SCROLL TO CONTINUE WITH CONTENT
Ya, sekedar menjadi peserta pun "mendapatkan" iming-iming banyak hal. Begitulah Piala Dunia, sungguh anggun.
Mencitrakan Negeri Sendiri
Riza Sihbudi, seorang peneliti utama LIPI (Lembaga Ilmu Pengetahuan Indonesia) bidang hubungan internasional atau kebijakan politik luar negeri, menyatakan bahwa politik luar negeri hakikatnya merupakan "perpanjangan tangan" dari politik dalam negeri suatu negara.
Tapi, ini tidak berlaku untuk di lapangan hijau.
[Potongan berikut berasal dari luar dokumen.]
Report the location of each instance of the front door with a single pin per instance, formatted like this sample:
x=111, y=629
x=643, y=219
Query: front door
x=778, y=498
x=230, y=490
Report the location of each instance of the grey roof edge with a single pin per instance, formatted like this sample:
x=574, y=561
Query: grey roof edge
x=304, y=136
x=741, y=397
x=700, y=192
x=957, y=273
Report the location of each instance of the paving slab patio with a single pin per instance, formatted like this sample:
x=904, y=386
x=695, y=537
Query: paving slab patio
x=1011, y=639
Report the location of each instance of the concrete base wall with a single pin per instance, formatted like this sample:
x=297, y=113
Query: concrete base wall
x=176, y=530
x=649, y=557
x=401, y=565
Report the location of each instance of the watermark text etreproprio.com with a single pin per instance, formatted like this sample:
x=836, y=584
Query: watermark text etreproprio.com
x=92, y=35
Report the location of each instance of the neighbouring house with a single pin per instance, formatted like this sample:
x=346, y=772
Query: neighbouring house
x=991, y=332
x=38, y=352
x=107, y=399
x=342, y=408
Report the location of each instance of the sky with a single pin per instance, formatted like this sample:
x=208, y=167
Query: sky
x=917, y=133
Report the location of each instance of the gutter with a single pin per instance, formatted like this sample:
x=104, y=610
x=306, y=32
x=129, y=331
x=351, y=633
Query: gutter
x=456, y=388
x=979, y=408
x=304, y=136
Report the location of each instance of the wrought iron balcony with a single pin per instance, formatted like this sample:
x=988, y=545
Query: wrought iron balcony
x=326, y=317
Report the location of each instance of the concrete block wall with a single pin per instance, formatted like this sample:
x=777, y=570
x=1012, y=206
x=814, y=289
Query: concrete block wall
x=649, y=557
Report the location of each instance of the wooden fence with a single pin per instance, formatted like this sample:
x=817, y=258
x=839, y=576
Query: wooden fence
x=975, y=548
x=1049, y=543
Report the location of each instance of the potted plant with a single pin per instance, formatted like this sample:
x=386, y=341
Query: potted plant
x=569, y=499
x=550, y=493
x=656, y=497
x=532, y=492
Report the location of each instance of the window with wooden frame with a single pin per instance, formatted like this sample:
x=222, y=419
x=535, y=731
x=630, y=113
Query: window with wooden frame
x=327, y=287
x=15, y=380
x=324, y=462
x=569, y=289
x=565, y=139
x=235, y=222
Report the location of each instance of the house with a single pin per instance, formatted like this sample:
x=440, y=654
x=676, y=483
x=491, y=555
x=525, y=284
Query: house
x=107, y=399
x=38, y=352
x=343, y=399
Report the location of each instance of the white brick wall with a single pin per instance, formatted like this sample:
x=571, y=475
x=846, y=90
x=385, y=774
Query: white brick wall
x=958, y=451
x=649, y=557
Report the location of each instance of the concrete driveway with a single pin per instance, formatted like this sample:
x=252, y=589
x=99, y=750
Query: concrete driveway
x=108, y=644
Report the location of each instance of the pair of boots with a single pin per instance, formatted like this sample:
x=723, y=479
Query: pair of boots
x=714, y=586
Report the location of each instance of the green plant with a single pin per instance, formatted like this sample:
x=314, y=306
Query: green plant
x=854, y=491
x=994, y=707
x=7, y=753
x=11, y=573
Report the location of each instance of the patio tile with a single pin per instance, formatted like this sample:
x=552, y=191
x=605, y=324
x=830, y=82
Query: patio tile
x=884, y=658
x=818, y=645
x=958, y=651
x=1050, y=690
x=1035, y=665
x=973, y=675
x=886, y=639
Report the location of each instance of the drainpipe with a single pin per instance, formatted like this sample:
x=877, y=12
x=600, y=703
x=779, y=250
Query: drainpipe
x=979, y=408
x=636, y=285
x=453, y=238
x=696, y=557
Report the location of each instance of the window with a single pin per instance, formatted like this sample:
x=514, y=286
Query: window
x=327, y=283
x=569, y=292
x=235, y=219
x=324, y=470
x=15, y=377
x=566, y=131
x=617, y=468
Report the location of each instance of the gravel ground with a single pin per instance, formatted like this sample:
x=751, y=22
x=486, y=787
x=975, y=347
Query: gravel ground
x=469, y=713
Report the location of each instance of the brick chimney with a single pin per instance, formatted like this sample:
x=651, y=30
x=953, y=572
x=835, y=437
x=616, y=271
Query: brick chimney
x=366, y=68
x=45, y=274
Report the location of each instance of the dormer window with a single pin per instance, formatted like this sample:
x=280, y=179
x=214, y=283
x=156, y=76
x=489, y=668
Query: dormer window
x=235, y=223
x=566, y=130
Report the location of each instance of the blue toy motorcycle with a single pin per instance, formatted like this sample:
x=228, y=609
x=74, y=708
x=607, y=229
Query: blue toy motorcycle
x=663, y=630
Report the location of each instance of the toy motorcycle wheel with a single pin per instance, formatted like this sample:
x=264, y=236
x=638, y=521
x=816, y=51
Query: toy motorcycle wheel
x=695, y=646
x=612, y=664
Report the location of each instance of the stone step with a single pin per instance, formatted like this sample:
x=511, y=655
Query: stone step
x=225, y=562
Sepakbola boleh jadi punya diskursus tersendiri: negeri boleh bergejolak, tapi timnasnya tak boleh. Warganya boleh lapar, asal timnasnya tetap dituntut lapar akan gelar. Negerinya boleh saja dihantam krisis, namun timnasnya juga harus mampu menghantam semua lawan-lawannya. Begitulah sepakbola.
Lalu, bukankah Piala Dunia menjadi arena paling pas untuk menunjukkan hal ini?
Spanyol sebagai contohnya. Orang-orang Spanyol mempunyai primodialisme yang sangat tinggi. Mereka berpegang teguh pada tradisi, adat-istiadat, kepercayaan, maupun segala sesuatu yang ada di dalam lingkungan pertamanya.
Tapi ini berbeda dengan orang Catalan. Mereka selalu enggan mengakui sebagai bangsa Spanyol. Mereka tak pernah henti-hentinya memprotes pemerintah pusat dan menuntut adanya desentralisasi pemerintahan di negara itu. Meskipun kini Catalunya telah menjadi daerah otonom, namun orang Catalan beranggapan bahwa orang pusat selalu saja arogan pada mereka, terutama soal aliran uang dari pusat ke daerah.
Hal senada juga dilakukan oleh orang-orang Basque, bangsa yang punya raja dan perangkat pemerintahan sendiri. Mereka ingin melepaskan diri dari Spanyol.
Bangsa Basque enggan untuk tunduk pada Raja Spanyol. Mereka gerah diperintah sang raja, lebih "panas" lagi saat Jendral Franco yang otoriter membantai sebagian dari mereka. Itulah sebabnya di otak bawah sadar mereka, dendam itu masih tersimpan hingga kini.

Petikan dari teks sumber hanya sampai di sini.